Regional Branches, principles of establishment and organisational structure.
1. The Regional Branches of the Association may be established under a resolution of the General Assembly of Members, at the request of the Management Board or at the request of at least 5 members of the Association.
2. A Regional Branch must have at least 5 members.
3. Governing bodies of the Regional Branch shall be:
1/ Assembly of Members of the Branch of the Association,
2/ The Management Board of the Branch of the Association.
4. The Management Board of the Branch of the Association shall be elected by the Assembly of Members of the Branch of the Association in accordance with principles set out for the election of the governing bodies of the Association.
5. The Management Board shall be composed of three persons elected for a period of 4 years, including: the president, vice-president, secretary.

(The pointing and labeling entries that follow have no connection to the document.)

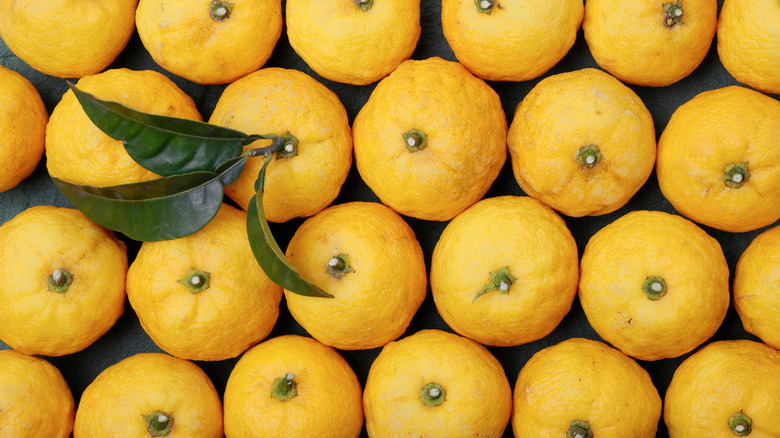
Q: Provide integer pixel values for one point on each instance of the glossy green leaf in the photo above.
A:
(160, 209)
(267, 251)
(162, 144)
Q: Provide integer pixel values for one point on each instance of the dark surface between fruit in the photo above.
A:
(127, 337)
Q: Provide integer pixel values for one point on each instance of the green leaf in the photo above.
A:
(267, 251)
(162, 144)
(160, 209)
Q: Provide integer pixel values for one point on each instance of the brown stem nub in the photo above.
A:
(196, 280)
(485, 6)
(588, 156)
(220, 11)
(432, 394)
(673, 13)
(338, 266)
(735, 175)
(158, 423)
(364, 5)
(654, 287)
(289, 147)
(284, 388)
(414, 139)
(579, 429)
(500, 280)
(59, 281)
(740, 424)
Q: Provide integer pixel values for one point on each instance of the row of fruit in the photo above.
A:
(431, 383)
(504, 272)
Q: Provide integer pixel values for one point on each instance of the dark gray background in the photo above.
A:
(127, 338)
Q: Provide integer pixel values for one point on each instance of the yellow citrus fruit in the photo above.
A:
(63, 281)
(749, 42)
(648, 42)
(510, 40)
(582, 143)
(150, 394)
(368, 258)
(35, 401)
(209, 41)
(718, 159)
(654, 285)
(78, 152)
(204, 297)
(726, 389)
(67, 38)
(307, 178)
(431, 139)
(23, 119)
(313, 392)
(583, 388)
(490, 285)
(436, 384)
(757, 287)
(353, 41)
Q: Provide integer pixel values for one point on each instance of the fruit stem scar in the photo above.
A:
(414, 140)
(364, 5)
(588, 156)
(485, 6)
(673, 13)
(158, 423)
(289, 147)
(59, 280)
(284, 388)
(735, 175)
(338, 266)
(500, 280)
(579, 429)
(220, 11)
(432, 394)
(654, 287)
(740, 424)
(196, 280)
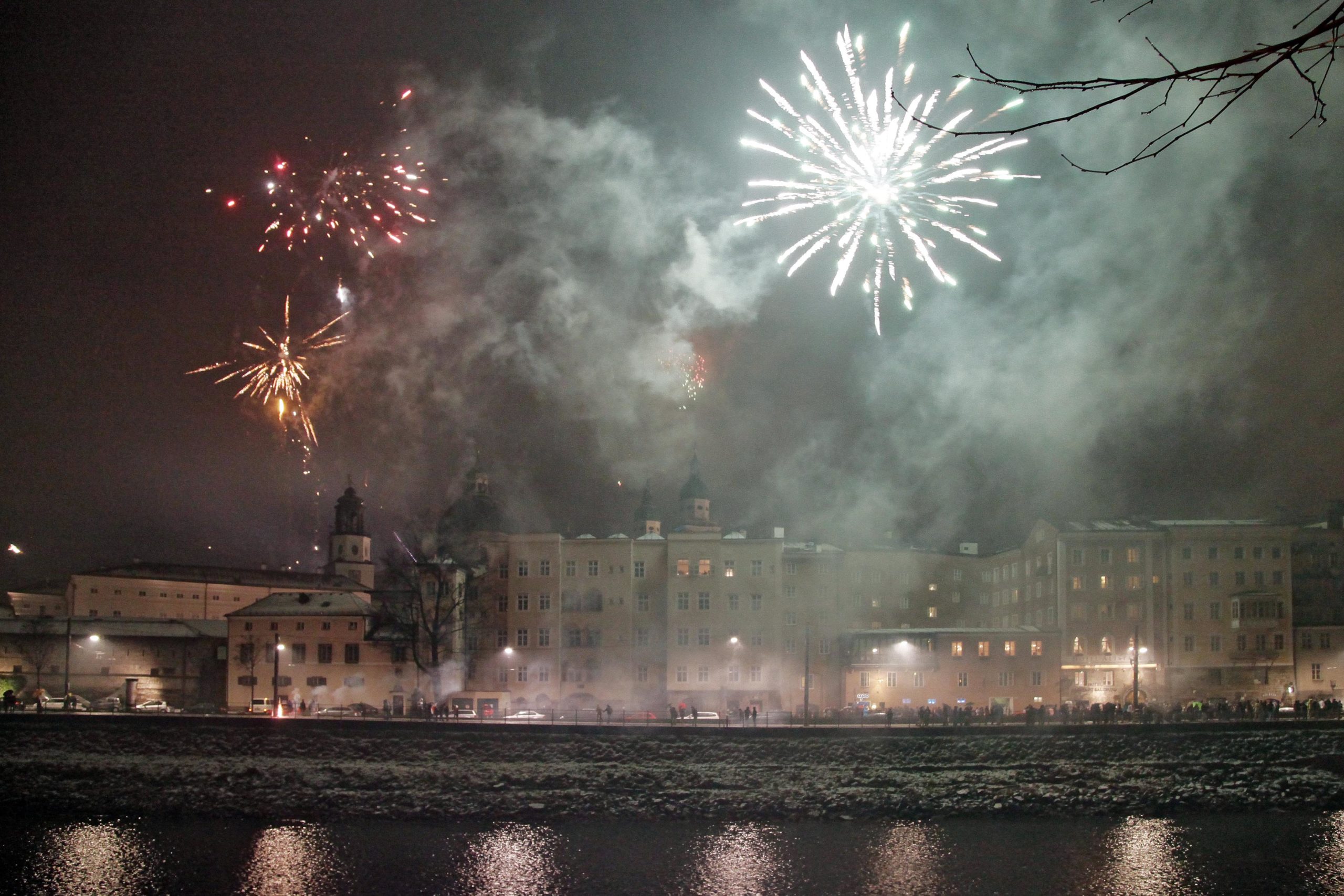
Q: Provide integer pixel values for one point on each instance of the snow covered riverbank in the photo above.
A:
(322, 770)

6. The powers of the Assembly of Members of the Branch shall include:
1/ approval of reports of the Management Board of the Branch,
2/ granting vote of approval to the Management Board of the Branch,
3/ election of the Management Board of the Branch,
4/ processing of motions of the Management Board and of members of the Branch.
7. The powers of the Management Board of the Branch shall include:
1/ representing the members of the Branch in relations with authorities and regional bodies,
2/ making efforts to fulfil the objectives of the Association,
3/ fulfilment of resolutions of the Assembly of Members of the Regional Branch,
4/ managing assets of the Branch,
5/ managing the office of the Management Board of the Branch,
6/ submission of reports on the operations to the Assembly of Members of the Branch,
7/ managing day-to-day operations of the Branch,
8/ convocation of the Assembly of the Members of the Branch.

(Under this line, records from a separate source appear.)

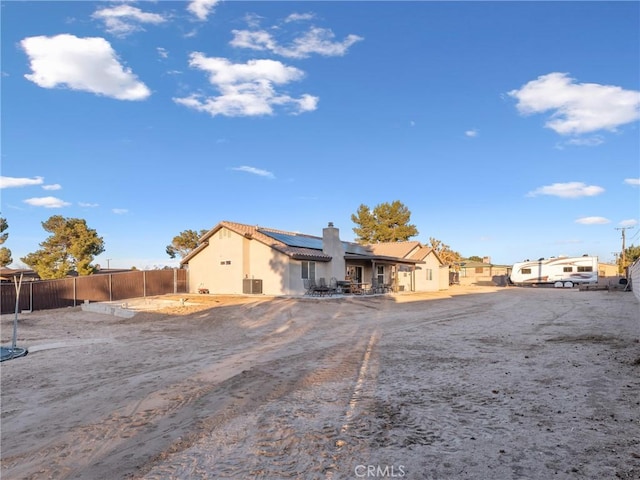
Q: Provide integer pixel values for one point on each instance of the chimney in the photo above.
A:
(332, 245)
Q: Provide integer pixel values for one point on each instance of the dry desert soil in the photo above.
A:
(473, 383)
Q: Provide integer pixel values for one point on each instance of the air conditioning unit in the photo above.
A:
(251, 285)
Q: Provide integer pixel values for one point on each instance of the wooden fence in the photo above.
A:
(70, 292)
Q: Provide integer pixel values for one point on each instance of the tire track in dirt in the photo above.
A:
(284, 442)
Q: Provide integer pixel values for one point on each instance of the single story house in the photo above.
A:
(483, 273)
(234, 258)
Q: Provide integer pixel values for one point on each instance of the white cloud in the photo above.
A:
(46, 202)
(316, 40)
(632, 222)
(86, 64)
(202, 8)
(297, 17)
(586, 142)
(123, 20)
(567, 190)
(577, 107)
(593, 221)
(246, 89)
(13, 182)
(254, 171)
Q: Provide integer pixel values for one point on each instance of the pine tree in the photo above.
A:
(71, 246)
(388, 222)
(184, 243)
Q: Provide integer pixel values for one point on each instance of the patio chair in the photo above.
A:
(322, 288)
(333, 285)
(310, 286)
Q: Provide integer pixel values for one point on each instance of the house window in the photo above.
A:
(309, 270)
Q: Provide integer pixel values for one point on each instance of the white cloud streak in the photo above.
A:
(298, 17)
(593, 221)
(17, 182)
(85, 64)
(567, 190)
(246, 89)
(632, 222)
(46, 202)
(254, 171)
(577, 108)
(202, 8)
(123, 20)
(315, 41)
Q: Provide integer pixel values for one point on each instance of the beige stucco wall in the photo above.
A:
(229, 258)
(422, 282)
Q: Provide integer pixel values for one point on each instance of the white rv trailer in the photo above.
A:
(559, 271)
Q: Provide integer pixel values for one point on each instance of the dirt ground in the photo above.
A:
(476, 383)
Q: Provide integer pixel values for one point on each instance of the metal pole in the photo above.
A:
(15, 321)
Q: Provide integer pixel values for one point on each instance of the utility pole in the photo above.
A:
(623, 264)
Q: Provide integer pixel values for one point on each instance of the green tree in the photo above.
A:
(71, 246)
(184, 243)
(5, 253)
(387, 222)
(448, 256)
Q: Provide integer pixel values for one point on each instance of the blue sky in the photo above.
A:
(509, 129)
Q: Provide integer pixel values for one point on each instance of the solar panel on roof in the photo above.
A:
(295, 240)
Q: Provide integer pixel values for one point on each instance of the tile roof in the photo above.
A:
(394, 249)
(256, 232)
(387, 251)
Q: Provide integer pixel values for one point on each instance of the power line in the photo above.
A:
(624, 253)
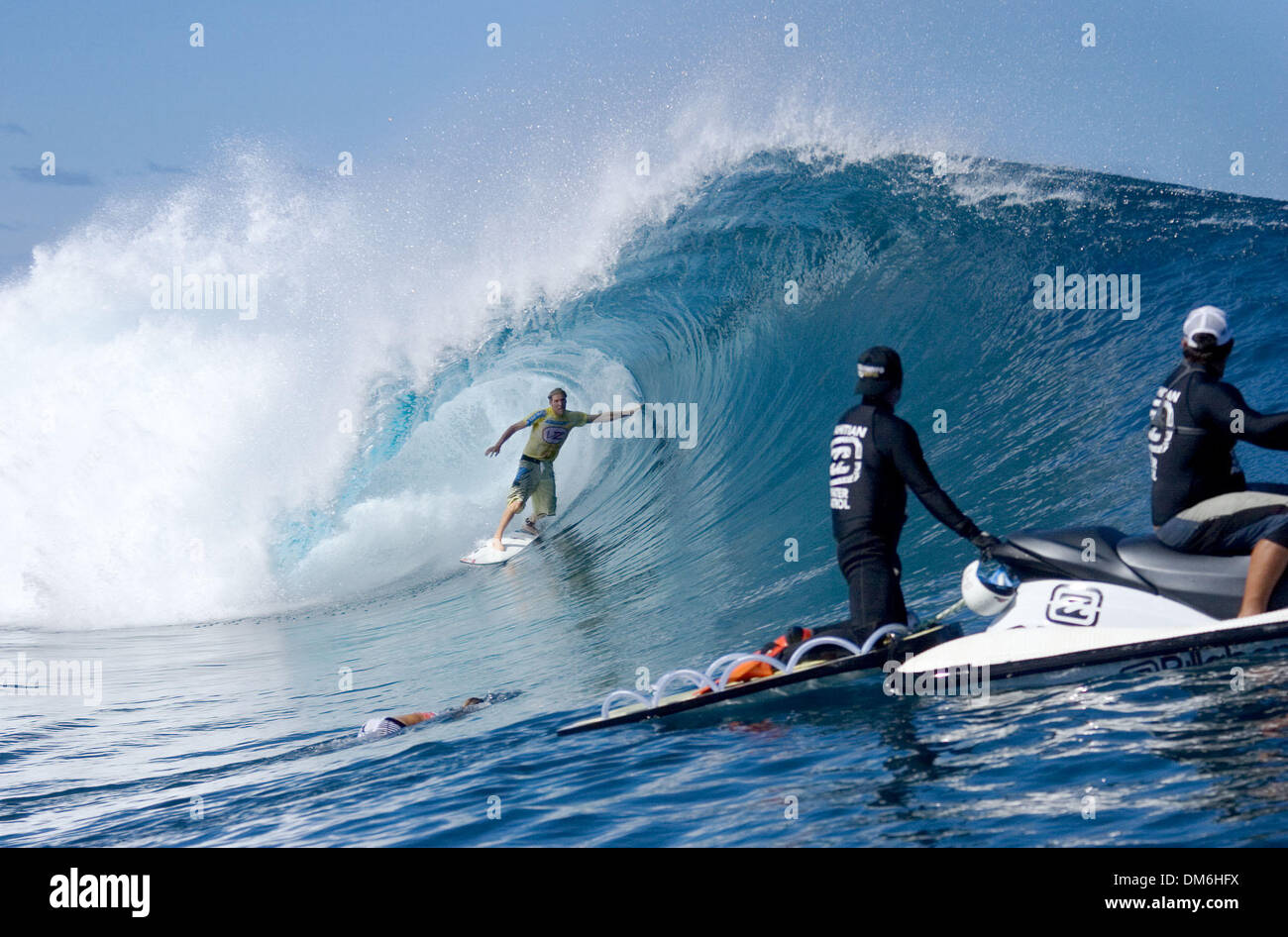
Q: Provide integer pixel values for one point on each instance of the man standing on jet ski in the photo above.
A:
(1201, 499)
(876, 459)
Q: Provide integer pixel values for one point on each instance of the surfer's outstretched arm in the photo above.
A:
(510, 431)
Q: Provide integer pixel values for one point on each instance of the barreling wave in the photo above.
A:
(178, 465)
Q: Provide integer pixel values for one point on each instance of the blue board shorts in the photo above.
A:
(536, 480)
(1229, 524)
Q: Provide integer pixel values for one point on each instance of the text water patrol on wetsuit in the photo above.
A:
(846, 463)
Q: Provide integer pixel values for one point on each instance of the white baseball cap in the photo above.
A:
(1207, 319)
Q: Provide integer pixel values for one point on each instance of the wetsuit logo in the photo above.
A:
(1072, 605)
(846, 463)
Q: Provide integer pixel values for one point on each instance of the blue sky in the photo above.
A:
(129, 107)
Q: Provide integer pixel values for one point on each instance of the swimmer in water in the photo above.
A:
(394, 725)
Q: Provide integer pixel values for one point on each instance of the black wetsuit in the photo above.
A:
(876, 457)
(1194, 422)
(1192, 434)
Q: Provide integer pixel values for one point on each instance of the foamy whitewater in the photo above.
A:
(254, 521)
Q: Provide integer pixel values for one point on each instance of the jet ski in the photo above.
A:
(1134, 615)
(1212, 584)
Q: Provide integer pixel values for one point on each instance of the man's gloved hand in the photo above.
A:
(986, 544)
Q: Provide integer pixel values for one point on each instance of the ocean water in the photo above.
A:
(253, 525)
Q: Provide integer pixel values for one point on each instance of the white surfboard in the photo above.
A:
(485, 555)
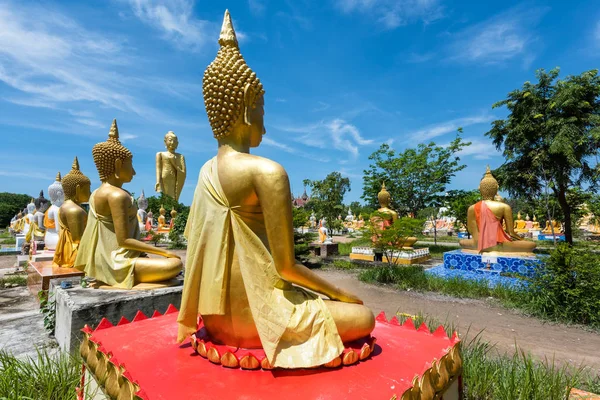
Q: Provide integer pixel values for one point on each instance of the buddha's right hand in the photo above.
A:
(346, 297)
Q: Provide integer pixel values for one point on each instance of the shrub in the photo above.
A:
(567, 287)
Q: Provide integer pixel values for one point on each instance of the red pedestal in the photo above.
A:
(140, 360)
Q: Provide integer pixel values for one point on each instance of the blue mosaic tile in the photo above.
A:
(471, 262)
(493, 279)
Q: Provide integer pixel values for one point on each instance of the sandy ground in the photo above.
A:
(500, 326)
(21, 327)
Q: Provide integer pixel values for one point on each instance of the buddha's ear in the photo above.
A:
(249, 97)
(118, 166)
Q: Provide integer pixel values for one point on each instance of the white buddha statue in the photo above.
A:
(57, 197)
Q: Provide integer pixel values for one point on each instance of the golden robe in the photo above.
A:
(100, 256)
(66, 249)
(295, 326)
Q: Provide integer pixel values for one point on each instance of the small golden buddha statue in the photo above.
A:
(170, 168)
(536, 225)
(162, 220)
(520, 225)
(387, 216)
(552, 227)
(72, 219)
(485, 221)
(110, 250)
(241, 274)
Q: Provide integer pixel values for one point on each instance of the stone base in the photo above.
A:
(324, 250)
(40, 273)
(45, 255)
(79, 306)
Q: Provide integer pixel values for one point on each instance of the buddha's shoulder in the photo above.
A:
(261, 165)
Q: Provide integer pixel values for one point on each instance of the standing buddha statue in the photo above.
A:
(57, 197)
(110, 249)
(485, 223)
(241, 275)
(170, 168)
(71, 217)
(142, 214)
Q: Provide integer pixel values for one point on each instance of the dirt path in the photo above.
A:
(500, 326)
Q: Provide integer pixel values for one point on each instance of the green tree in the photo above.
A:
(550, 139)
(327, 197)
(458, 203)
(10, 205)
(416, 177)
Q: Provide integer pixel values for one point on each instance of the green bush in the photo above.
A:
(567, 287)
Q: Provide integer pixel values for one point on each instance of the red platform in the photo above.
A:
(141, 360)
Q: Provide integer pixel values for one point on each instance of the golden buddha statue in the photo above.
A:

8. The resolutions of the Management Board of a Branch, to be valid, must be adopted in the presence of the President and at least one member of the Management Board.
9. The Regional Branches use the name “Stowarzyszenie Gmin Uzdrowiskowych Rzeczypospolitej Polskiej Oddział Regionalny w..................................................” [“The Association of Polish Spa Communities, Branch in..................................................”]
Chapter V
Assets and funds of the Association.
§ 15.
1. The assets of the Association shall be immovable and movable properties and funds.
2. The assets of the Association shall be created out of:
1/ membership premiums,
2/ donations,
3/ inheritances,
4/ legacies,
5/ income from own business activity,
6/ income from the assets of the Association,
7/ grants,
8/ public fund-raising.
3. The Association manages the finances and keeps accounting in accordance with applicable laws. Cash, regardless of its source, should be kept in a bank account of the Association.
4. Tangible assets of the Association created as a result of its activity shall be the property of the Association.
5. The Association may conduct business activity to obtain funds for fulfilment of its charter objectives.
Chapter VI
Amendments to the Charter and dissolution of the Association.
§ 16.
The Charter may be amended by a resolution of the General Assembly of Members of the Association adopted by an absolute majority of votes, in the presence of at least half of the members of the Association.
§ 17.
1. The Association may be dissolved under a resolution of the General Assembly of Members adopted by an absolute majority of votes, in the presence of at least half of the members of the Association.
2. The General Assembly shall appoint a liquidation commission which shall conduct the liquidation in accordance with the instructions of the General Assembly.
3. Should the Association be liquidated, its assets, after satisfaction of all liabilities and claims of the creditors, shall become the property of particular members, proportionately to the premiums contributed by them, unless the last General Assembly decides otherwise.